Carrier oils are a substance that can, well, carry essential oils onto your skin. Essential oil expert, author, and teacher Amy Galper defines them as any sort of lipid-rich extract that can be expelled from a seed, nut, or fruit. Read: They’re the fatty, rich plant oils that you probably already have in your kitchen.
Essential oils, on the other hand, are made from the isolated aromatic compounds of a plant, which are fragrant but volatile. They’re really concentrated—but also really prone to evaporate quickly, so they can’t be absorbed by the skin like a carrier oil can.

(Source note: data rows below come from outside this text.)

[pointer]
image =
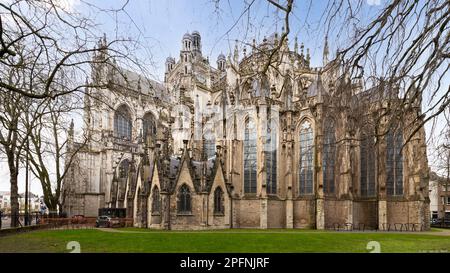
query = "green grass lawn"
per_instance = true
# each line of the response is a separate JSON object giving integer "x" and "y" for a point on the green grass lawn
{"x": 236, "y": 240}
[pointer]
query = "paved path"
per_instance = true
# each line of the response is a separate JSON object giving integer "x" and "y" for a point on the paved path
{"x": 443, "y": 232}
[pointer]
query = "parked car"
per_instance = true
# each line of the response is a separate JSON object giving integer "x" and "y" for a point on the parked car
{"x": 106, "y": 221}
{"x": 440, "y": 222}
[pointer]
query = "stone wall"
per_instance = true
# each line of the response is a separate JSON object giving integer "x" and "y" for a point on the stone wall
{"x": 304, "y": 213}
{"x": 276, "y": 214}
{"x": 247, "y": 213}
{"x": 365, "y": 212}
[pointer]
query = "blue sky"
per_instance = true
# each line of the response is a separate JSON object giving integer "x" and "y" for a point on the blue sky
{"x": 160, "y": 25}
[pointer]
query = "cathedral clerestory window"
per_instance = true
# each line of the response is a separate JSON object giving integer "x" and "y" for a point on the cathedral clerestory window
{"x": 218, "y": 201}
{"x": 250, "y": 157}
{"x": 122, "y": 123}
{"x": 367, "y": 167}
{"x": 306, "y": 168}
{"x": 329, "y": 157}
{"x": 156, "y": 201}
{"x": 184, "y": 200}
{"x": 148, "y": 126}
{"x": 394, "y": 162}
{"x": 209, "y": 144}
{"x": 270, "y": 150}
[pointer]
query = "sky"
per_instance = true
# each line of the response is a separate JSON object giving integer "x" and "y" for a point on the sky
{"x": 160, "y": 24}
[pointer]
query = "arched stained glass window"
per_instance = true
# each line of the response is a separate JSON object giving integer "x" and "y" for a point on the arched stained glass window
{"x": 209, "y": 144}
{"x": 218, "y": 201}
{"x": 250, "y": 157}
{"x": 270, "y": 149}
{"x": 184, "y": 200}
{"x": 148, "y": 125}
{"x": 156, "y": 201}
{"x": 306, "y": 166}
{"x": 367, "y": 159}
{"x": 329, "y": 157}
{"x": 394, "y": 162}
{"x": 122, "y": 123}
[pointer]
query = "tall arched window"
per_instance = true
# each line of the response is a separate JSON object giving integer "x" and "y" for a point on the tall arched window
{"x": 218, "y": 201}
{"x": 367, "y": 158}
{"x": 156, "y": 201}
{"x": 394, "y": 162}
{"x": 209, "y": 144}
{"x": 250, "y": 157}
{"x": 270, "y": 149}
{"x": 184, "y": 200}
{"x": 122, "y": 123}
{"x": 306, "y": 168}
{"x": 148, "y": 125}
{"x": 329, "y": 156}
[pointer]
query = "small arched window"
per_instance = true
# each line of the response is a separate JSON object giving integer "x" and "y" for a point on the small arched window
{"x": 148, "y": 126}
{"x": 122, "y": 123}
{"x": 209, "y": 144}
{"x": 184, "y": 200}
{"x": 250, "y": 157}
{"x": 306, "y": 159}
{"x": 218, "y": 201}
{"x": 394, "y": 162}
{"x": 156, "y": 201}
{"x": 123, "y": 168}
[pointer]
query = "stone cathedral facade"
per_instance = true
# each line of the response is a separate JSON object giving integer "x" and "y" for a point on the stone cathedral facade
{"x": 229, "y": 146}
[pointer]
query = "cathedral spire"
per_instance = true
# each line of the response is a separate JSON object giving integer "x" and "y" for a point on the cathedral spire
{"x": 296, "y": 45}
{"x": 236, "y": 53}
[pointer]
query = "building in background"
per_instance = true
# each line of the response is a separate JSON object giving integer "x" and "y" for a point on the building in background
{"x": 439, "y": 197}
{"x": 287, "y": 151}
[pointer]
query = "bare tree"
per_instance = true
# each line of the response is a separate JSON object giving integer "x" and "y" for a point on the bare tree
{"x": 52, "y": 148}
{"x": 42, "y": 42}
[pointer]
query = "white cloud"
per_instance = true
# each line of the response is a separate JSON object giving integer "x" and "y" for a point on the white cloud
{"x": 67, "y": 5}
{"x": 374, "y": 2}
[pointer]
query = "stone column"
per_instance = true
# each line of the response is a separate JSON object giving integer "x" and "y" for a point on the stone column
{"x": 165, "y": 212}
{"x": 288, "y": 146}
{"x": 261, "y": 164}
{"x": 381, "y": 167}
{"x": 320, "y": 205}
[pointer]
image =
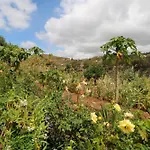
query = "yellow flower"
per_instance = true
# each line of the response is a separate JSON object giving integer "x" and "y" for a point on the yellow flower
{"x": 94, "y": 117}
{"x": 126, "y": 126}
{"x": 128, "y": 115}
{"x": 117, "y": 107}
{"x": 143, "y": 134}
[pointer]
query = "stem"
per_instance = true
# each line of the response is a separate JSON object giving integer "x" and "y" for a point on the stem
{"x": 116, "y": 82}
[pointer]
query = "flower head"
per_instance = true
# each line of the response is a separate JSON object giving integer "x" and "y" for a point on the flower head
{"x": 106, "y": 124}
{"x": 117, "y": 107}
{"x": 128, "y": 115}
{"x": 99, "y": 118}
{"x": 94, "y": 117}
{"x": 126, "y": 126}
{"x": 84, "y": 82}
{"x": 23, "y": 103}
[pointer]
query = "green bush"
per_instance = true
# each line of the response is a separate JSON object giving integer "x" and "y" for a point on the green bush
{"x": 94, "y": 72}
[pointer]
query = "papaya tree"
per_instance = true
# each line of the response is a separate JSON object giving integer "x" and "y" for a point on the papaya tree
{"x": 36, "y": 50}
{"x": 2, "y": 41}
{"x": 13, "y": 55}
{"x": 117, "y": 49}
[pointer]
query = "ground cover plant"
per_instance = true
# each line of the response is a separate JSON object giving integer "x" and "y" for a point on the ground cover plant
{"x": 61, "y": 107}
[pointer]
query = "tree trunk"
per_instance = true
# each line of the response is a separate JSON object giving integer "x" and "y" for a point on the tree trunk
{"x": 116, "y": 82}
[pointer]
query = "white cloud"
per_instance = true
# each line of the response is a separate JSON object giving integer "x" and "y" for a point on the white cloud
{"x": 27, "y": 44}
{"x": 84, "y": 25}
{"x": 16, "y": 13}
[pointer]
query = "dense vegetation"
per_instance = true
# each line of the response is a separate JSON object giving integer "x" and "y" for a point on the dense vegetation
{"x": 49, "y": 103}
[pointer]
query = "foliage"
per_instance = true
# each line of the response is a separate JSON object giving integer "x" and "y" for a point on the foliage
{"x": 36, "y": 50}
{"x": 94, "y": 72}
{"x": 2, "y": 41}
{"x": 116, "y": 49}
{"x": 13, "y": 55}
{"x": 35, "y": 112}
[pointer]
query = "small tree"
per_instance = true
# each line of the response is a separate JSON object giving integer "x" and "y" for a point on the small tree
{"x": 116, "y": 49}
{"x": 36, "y": 50}
{"x": 94, "y": 72}
{"x": 2, "y": 41}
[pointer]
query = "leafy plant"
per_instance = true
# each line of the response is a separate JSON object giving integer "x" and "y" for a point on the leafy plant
{"x": 115, "y": 50}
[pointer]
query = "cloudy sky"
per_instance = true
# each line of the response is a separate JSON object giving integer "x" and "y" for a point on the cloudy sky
{"x": 74, "y": 28}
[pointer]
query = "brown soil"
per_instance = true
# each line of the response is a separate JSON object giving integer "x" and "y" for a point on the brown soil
{"x": 90, "y": 102}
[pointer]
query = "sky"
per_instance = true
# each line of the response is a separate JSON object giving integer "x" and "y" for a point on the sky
{"x": 74, "y": 28}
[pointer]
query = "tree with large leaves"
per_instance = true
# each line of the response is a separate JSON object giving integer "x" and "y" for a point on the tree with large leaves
{"x": 13, "y": 55}
{"x": 36, "y": 50}
{"x": 119, "y": 48}
{"x": 2, "y": 41}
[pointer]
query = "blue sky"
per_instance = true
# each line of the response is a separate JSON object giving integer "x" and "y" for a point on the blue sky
{"x": 45, "y": 10}
{"x": 74, "y": 28}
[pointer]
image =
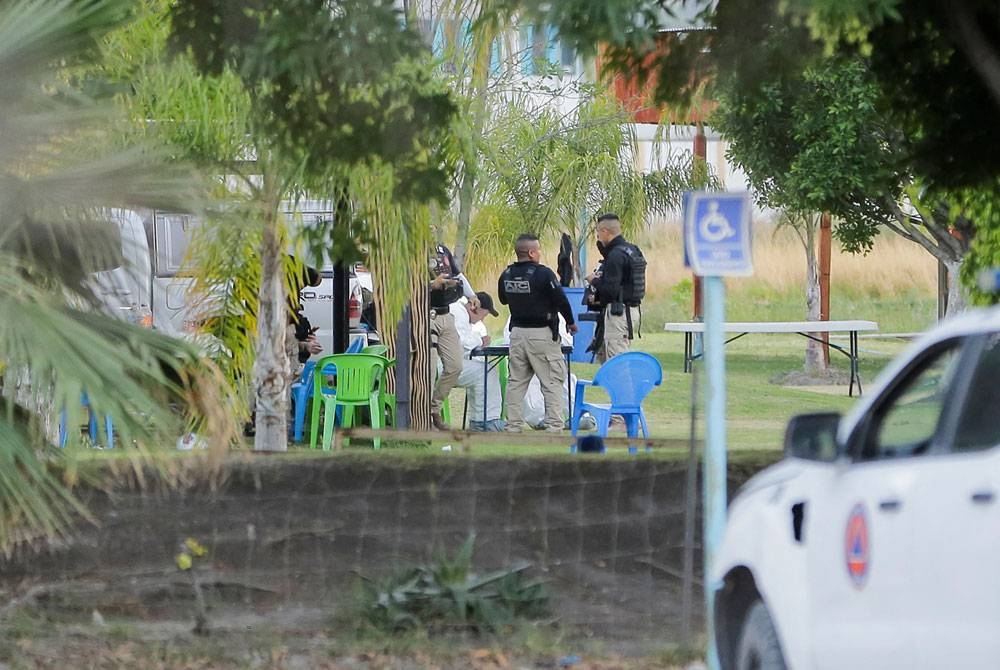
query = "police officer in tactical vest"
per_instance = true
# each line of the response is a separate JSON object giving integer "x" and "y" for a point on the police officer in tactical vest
{"x": 617, "y": 290}
{"x": 535, "y": 297}
{"x": 447, "y": 285}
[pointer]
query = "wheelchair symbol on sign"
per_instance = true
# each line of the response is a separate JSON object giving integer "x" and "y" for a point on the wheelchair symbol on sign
{"x": 714, "y": 227}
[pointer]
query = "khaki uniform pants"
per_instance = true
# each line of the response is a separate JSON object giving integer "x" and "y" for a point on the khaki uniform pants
{"x": 532, "y": 352}
{"x": 616, "y": 334}
{"x": 450, "y": 352}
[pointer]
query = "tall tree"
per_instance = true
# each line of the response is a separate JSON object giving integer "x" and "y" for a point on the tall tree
{"x": 62, "y": 167}
{"x": 309, "y": 91}
{"x": 552, "y": 174}
{"x": 937, "y": 66}
{"x": 820, "y": 141}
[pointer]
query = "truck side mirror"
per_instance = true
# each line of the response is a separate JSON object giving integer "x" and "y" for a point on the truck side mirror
{"x": 813, "y": 436}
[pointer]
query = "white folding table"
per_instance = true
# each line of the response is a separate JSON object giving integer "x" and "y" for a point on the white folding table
{"x": 807, "y": 329}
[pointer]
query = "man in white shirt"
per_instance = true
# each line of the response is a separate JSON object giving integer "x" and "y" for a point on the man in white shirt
{"x": 472, "y": 332}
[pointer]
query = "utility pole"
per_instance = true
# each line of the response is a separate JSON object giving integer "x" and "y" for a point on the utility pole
{"x": 700, "y": 162}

“If we want to apply an essential oil to our physical body, the only way we’re going to get it in our body to make physiological change is to mix it in with something that it dissolves in well,” Galper tells mbg. That’s where the carrier comes in, which does double duty of feeding and nourishing the skin while helping deliver the therapeutic properties of essential oils.
Carrier oils are also important from a safety perspective. Since essential oils are so potent, they can irritate (and in some cases, really do damage to) the skin when applied on their own, or “neat” as it’s known in aromatherapy land.
“It’s not advisable to put essential oils directly on your skin,” Galper stresses. “It’s always recommended, for safety measures, to add or dilute them down in a carrier oil.”
Vannoy Gentles Fite, author of Essential Oils for Healing, adds that diluting essential oils in a carrier oil will also help them last longer. This means that there’s a financial case for carrier oils—most of which are more affordable than the essential oils they transport.